Я увидел своего деда. Дедушка был моложе и сильнее того, каким его запомнил я. Он тоже видел Бога. Его не смутило признание моего отца, что гнев передается в нашей семье по наследству. Он кивнул головой в знак согласия, и в этот момент мне стало понятно, что его жизнь тоже была полна боли. Я знал, что за его спиной тоже стоят предки, и каждого переполняет гнев их отцов. Я ощущал их незримое присутствие, понимал их и питал сочувствие к тому поколению, которое заразило гневом меня и отца.

Теперь я ощущал сочувствие своего отца.

«Не передавай гнев своим сыновьям», – попросил он.

Мой взгляд был смущенным. В его ответном взгляде были любовь и доброта. Как я перенял самое худшее от моего отца, так и он перенял самое худшее от своего. Эта мысль пронеслась в моей голове подобно молнии, и я увидел целую череду своих поступков, когда предпочел разгневаться, а не поступить разумно.

«Суждено ли мне вернуться к живым?» – спрашивал я себя. Если суждено, то надо сосредоточиться на любви. Я должен разорвать этот порочный круг гнева в моей семье!

Я посмотрел на отца. Беззвучно, не шевельнув губами, он произнес истину, которую я никогда не забуду. Очевидно, что эти слова исходили из Божественных сфер: «Мой сын, если ты не будешь обманывать себя, о тебе позаботятся Бог, Божественное и Вселенная».

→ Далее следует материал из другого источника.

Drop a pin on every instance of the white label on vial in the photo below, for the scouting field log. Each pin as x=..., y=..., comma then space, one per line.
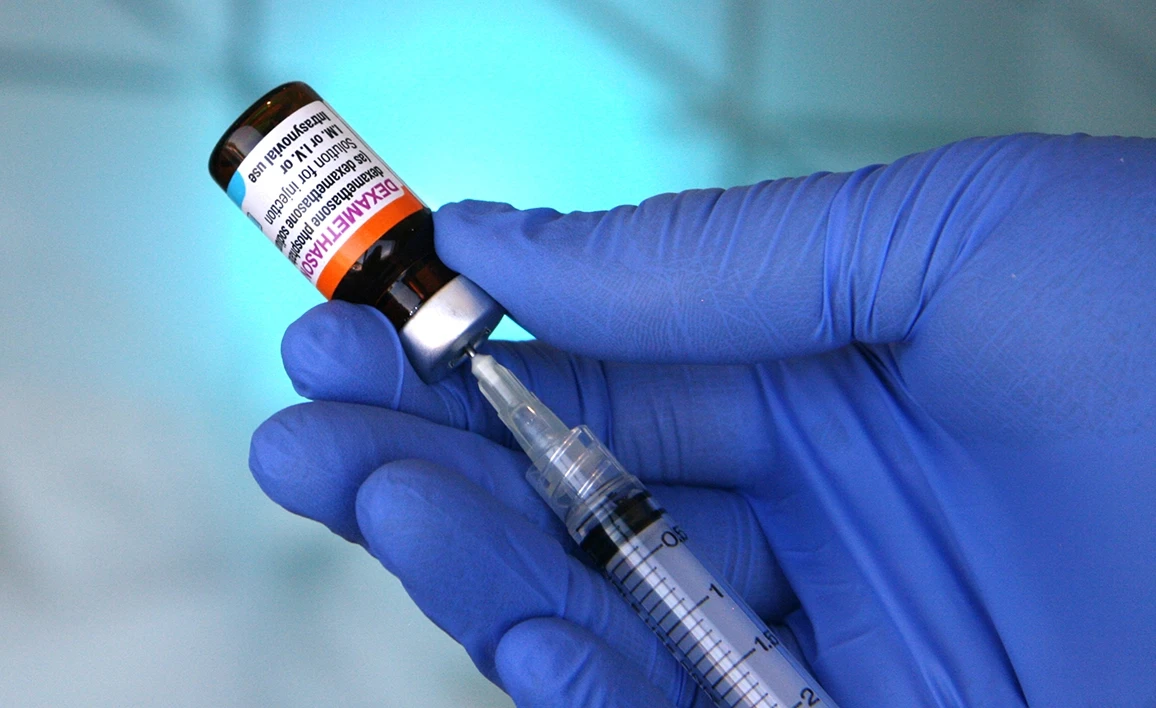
x=319, y=193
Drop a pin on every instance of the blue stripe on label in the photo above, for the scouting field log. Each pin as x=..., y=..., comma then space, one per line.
x=236, y=190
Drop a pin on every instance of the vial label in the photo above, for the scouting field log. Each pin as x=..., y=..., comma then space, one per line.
x=319, y=193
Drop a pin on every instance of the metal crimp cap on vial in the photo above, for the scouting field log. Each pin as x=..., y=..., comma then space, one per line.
x=457, y=316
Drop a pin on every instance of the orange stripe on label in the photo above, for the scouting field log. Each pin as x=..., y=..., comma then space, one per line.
x=364, y=237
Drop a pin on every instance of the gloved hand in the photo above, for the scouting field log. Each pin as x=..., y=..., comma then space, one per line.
x=908, y=411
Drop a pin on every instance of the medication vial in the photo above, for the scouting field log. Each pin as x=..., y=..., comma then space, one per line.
x=350, y=226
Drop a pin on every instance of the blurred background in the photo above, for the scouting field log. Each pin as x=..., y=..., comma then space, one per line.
x=139, y=338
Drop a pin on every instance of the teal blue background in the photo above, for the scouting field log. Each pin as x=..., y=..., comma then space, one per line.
x=139, y=339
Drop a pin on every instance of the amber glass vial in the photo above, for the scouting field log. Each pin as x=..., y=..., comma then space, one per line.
x=349, y=225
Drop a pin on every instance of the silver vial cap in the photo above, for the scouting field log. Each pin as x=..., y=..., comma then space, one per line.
x=458, y=316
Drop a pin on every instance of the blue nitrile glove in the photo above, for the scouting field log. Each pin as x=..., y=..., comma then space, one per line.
x=930, y=450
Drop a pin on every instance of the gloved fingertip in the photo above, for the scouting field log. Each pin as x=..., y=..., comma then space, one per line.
x=554, y=662
x=284, y=471
x=271, y=448
x=391, y=506
x=340, y=351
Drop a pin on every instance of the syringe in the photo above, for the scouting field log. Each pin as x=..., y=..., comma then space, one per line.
x=732, y=655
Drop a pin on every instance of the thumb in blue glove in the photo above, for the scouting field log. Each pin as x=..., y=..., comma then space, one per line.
x=928, y=455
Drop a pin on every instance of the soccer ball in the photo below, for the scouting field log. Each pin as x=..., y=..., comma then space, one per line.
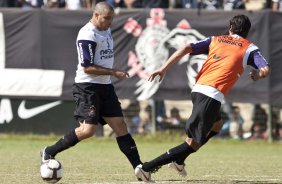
x=51, y=171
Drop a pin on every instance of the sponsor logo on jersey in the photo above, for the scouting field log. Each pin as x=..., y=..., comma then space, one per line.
x=106, y=54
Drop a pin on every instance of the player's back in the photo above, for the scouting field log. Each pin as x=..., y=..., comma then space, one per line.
x=224, y=64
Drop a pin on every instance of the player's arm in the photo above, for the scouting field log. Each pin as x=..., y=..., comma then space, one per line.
x=262, y=68
x=200, y=47
x=87, y=54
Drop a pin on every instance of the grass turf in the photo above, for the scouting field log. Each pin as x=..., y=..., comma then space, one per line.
x=98, y=160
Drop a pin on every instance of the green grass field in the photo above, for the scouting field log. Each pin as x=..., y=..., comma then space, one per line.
x=98, y=160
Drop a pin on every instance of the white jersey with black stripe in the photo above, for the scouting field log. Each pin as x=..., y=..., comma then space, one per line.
x=94, y=47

Я вспоминаю его последний день. Это было двадцать лет назад, в Калифорнии, когда он лежал на смертном одре после операции на сердце. Он ловил ртом воздух, надеясь прожить чуть дольше. Ему кололи морфин, чтобы облегчить предсмертные страдания. Когда он умирал, я напоследок коснулся его ног.

Теперь я лицезрел его в загробной жизни – человека, примирившегося с самим собой, человека, понявшего универсальную истину: все сущее есть любовь. Он уводил меня от ада по туннелю, где на стенах виднелись лица из моего прошлого – не только моего недавнего прошлого, но и того, где не было еще меня, но были мой отец, отец моего отца, отец отца моего отца и так далее. Я проходил сквозь строй предков, которые радушно приглашали меня перейти с ними в другую реальность.

Я проваливался в туннель, и руки предков радостно тянулись ко мне и подталкивали меня вперед. Я повернулся к отцу. Я хотел поблагодарить его за чудесное избавление, но его уже не было.